Dans le plan de développement 2016-2020, rien de précis n’est prévu en matière d’investissement dans le patrimoine. Les grands projets espérés par les concepteurs du plan ont besoin de financements lourds qui iront, s’ils sont obtenus, dans les zones qui offrent la moins mauvaise attractivité pour l’investissement et qui se trouvent, depuis longtemps et encore plus de nos jours, sur le littoral. Face à cette  dure réalité, l’investissement dans le patrimoine culturel présente deux atouts hautement compétitifs : la possibilité de le disséminer partout, particulièrement dans les régions intérieures très riches en sites culturels (en plus des sites naturels)  et la taille modeste des fonds requis. Pour de tels projets, le tourisme intérieur, à lui seul, serait en mesure d’assurer un retour sur investissement pour peu qu’il soit bien conçu et géré convenablement.
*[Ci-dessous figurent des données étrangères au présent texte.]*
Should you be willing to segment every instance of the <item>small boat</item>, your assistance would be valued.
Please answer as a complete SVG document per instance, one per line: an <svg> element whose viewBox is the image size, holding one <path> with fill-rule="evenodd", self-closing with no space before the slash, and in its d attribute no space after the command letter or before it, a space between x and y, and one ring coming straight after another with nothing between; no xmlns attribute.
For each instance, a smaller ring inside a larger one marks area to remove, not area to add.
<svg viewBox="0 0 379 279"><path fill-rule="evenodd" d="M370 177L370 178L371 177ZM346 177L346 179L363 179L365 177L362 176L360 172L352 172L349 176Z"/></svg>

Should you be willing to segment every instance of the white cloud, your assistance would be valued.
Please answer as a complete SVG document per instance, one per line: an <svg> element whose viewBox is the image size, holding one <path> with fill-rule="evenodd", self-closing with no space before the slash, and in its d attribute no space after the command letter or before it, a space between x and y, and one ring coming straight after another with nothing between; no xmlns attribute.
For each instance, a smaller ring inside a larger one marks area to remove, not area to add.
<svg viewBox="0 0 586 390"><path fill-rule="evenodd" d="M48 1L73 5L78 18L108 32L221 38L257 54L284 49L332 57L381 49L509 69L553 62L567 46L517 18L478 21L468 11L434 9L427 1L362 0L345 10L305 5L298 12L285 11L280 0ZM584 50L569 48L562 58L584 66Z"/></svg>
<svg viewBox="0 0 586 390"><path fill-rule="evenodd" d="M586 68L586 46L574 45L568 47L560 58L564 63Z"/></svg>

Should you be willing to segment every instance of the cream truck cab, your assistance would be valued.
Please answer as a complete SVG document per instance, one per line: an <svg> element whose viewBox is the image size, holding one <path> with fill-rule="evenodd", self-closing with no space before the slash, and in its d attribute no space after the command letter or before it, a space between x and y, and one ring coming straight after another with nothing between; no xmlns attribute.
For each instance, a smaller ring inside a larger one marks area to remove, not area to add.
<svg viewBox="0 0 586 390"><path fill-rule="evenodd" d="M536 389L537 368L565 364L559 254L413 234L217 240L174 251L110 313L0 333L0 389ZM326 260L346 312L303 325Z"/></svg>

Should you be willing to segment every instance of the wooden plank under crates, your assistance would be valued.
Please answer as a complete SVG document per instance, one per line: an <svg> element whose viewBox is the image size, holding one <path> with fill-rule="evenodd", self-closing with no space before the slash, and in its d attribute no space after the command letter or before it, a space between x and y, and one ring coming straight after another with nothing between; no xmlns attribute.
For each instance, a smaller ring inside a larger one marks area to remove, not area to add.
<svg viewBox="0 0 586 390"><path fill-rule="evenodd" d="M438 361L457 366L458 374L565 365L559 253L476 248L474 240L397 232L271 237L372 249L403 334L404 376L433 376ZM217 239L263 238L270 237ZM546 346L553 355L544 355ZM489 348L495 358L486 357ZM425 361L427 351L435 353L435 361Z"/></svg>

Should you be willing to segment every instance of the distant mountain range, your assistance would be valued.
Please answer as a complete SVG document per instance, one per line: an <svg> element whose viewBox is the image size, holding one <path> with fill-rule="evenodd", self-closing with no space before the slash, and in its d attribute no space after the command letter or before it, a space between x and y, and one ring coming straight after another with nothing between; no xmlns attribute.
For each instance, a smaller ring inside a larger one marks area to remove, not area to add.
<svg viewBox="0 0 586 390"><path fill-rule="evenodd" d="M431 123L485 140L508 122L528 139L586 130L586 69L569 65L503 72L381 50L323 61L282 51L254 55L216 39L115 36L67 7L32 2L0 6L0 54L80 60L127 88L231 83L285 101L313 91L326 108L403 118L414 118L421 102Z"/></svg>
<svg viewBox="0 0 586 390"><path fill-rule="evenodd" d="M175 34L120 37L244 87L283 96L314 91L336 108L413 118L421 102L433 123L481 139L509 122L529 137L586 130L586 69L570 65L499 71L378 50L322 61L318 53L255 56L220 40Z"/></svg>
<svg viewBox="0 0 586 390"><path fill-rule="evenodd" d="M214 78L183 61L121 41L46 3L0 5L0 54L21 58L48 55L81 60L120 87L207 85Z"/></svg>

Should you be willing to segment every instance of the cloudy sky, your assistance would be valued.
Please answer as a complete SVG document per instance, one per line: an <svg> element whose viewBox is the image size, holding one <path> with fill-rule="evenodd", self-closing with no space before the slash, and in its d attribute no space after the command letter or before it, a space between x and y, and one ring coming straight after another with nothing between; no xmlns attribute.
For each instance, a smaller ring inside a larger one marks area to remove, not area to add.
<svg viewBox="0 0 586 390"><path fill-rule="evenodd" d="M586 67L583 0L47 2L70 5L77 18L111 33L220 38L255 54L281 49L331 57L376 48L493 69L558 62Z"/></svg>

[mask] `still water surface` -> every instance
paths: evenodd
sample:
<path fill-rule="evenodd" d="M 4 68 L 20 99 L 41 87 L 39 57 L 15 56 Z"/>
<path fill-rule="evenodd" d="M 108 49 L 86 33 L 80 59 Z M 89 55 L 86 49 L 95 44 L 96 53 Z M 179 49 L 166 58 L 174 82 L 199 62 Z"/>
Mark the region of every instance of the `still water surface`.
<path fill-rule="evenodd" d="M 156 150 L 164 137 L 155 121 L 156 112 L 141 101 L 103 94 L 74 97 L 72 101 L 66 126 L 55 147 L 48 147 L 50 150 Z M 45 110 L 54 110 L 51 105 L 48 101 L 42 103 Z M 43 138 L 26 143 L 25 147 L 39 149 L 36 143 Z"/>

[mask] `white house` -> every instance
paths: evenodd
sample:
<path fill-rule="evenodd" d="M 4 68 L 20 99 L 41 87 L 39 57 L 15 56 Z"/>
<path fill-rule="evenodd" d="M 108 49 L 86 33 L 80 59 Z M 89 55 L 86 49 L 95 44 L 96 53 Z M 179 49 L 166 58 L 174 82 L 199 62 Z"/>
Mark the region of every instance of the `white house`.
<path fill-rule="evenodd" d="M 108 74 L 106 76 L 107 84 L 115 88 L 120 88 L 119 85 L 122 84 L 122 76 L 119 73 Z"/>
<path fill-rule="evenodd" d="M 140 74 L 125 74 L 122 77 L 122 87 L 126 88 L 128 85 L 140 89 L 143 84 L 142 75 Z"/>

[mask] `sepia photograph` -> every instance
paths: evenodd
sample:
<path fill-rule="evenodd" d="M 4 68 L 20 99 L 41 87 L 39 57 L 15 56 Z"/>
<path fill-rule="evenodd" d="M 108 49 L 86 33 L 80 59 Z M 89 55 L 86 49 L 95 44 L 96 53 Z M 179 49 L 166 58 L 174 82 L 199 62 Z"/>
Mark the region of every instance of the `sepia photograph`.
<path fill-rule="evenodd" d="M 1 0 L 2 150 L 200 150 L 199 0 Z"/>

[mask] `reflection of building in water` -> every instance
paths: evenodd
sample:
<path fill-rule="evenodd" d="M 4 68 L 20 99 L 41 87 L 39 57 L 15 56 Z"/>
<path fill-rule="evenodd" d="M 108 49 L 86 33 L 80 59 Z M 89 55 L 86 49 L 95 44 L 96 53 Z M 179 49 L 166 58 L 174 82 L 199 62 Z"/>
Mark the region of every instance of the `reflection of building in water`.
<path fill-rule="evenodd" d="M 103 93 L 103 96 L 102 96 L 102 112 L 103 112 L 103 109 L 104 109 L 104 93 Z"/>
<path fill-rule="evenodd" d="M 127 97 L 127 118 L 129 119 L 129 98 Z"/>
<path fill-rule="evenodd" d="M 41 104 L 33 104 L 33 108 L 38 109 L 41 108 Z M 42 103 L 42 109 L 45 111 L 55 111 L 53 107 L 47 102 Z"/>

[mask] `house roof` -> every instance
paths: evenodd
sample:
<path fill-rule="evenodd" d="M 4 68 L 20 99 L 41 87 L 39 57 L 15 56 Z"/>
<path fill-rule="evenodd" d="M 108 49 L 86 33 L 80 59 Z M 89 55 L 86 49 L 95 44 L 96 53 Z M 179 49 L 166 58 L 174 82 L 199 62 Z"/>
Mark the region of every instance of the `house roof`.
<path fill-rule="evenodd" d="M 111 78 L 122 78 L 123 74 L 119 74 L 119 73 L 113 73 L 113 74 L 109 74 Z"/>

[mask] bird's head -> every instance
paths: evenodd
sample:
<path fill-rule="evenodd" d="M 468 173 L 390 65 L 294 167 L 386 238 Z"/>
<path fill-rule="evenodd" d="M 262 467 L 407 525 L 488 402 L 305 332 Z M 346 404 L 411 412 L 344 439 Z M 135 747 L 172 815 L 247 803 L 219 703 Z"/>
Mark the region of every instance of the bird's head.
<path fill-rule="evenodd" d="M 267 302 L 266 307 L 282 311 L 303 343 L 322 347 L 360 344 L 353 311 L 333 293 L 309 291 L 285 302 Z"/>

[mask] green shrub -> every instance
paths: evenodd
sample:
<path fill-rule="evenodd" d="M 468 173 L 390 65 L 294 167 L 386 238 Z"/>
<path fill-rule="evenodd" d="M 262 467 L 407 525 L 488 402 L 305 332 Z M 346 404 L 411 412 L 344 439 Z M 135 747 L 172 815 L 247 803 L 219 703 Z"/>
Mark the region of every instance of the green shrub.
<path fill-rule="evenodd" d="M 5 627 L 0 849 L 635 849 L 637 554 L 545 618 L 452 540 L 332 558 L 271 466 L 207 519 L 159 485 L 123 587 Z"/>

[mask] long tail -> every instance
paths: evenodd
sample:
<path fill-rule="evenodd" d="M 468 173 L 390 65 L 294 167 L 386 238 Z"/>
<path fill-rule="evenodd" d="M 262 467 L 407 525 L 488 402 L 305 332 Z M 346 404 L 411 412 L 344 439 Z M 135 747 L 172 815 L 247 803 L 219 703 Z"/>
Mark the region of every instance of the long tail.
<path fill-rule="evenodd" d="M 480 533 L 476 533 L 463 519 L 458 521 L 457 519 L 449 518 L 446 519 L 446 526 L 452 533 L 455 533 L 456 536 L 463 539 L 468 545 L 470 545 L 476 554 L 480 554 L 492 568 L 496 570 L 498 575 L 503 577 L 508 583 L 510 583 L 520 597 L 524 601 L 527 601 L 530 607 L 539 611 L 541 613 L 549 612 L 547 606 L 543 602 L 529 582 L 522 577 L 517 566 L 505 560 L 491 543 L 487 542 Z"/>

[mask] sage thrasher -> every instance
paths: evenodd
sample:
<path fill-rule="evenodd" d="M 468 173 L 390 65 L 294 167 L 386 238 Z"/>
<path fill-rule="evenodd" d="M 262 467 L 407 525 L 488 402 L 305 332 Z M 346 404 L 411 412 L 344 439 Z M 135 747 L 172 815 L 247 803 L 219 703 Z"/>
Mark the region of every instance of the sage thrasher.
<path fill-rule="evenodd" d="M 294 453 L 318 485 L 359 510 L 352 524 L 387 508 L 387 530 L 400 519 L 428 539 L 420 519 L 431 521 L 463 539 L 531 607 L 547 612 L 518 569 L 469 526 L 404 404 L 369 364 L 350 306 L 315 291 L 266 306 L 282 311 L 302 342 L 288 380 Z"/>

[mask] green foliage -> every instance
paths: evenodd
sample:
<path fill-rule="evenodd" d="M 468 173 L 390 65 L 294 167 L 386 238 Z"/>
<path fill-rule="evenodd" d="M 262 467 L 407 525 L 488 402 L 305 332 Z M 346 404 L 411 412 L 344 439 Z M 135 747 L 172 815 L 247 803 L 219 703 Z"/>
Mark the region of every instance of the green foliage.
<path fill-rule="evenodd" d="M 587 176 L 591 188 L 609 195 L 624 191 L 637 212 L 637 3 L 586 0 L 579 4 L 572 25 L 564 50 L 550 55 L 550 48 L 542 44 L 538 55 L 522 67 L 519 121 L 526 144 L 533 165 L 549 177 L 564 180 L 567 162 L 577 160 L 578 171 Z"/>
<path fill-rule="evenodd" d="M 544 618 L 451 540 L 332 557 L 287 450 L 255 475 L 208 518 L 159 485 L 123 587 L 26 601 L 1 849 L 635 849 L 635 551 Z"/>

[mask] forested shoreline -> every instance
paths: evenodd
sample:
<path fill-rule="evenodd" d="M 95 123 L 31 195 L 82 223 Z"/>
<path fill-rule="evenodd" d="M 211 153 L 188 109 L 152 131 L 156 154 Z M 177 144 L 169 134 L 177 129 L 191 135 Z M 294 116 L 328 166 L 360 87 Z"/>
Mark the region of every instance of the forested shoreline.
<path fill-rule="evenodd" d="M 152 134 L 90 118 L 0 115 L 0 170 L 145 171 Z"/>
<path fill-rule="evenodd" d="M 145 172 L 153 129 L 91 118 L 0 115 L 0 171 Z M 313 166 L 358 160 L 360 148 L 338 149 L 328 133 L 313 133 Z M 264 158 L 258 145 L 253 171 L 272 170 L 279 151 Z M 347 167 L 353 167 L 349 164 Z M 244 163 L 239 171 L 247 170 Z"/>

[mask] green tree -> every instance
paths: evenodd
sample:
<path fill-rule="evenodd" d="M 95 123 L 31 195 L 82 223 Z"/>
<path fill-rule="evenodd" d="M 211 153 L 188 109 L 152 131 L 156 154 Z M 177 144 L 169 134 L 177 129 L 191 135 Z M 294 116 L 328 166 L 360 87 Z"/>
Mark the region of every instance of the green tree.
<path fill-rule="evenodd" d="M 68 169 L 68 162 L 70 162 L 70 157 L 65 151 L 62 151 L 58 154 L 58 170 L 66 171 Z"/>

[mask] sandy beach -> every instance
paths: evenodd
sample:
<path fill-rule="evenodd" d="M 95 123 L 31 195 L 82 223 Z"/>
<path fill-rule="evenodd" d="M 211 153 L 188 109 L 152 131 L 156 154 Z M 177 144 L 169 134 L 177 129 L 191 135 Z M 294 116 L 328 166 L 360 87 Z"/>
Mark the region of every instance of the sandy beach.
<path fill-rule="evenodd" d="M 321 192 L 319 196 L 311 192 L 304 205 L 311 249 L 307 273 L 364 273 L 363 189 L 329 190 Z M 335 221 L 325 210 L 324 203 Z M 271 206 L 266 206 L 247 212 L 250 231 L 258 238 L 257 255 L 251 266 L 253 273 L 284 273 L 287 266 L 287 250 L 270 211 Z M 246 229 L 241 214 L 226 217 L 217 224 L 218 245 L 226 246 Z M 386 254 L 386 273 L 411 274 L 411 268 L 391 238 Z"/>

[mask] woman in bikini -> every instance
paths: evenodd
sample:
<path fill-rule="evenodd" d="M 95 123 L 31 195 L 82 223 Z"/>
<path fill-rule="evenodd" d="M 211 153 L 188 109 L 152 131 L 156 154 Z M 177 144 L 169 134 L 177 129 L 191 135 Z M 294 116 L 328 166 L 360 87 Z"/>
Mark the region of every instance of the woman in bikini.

La cacophonie qui a trop duré

Depuis des décennies, les acteurs majeurs du patrimoine culturel travaillent chacun pour soi. Les coordinations prévues par les textes et les déclarations de principe ne trouvent aucune application effective. Ce constat affligeant se vérifie surtout pour l’Institut national du Patrimoine (INP) et l’Agence de Mise en Valeur du Patrimoine et de Promotion Culturelle (AMVPPC) relevant tous deux du ministère de la Culture et de la Sauvegarde du Patrimoine. Mais il est aussi vrai pour les nombreux autres intervenants ou ceux qui sont censés l’être : le ministère du Tourisme et de l’Artisanat, le ministère du développement, de l’investissement et de la coopération internationale, le ministère des Technologies de la Communication et de l’Economie numérique…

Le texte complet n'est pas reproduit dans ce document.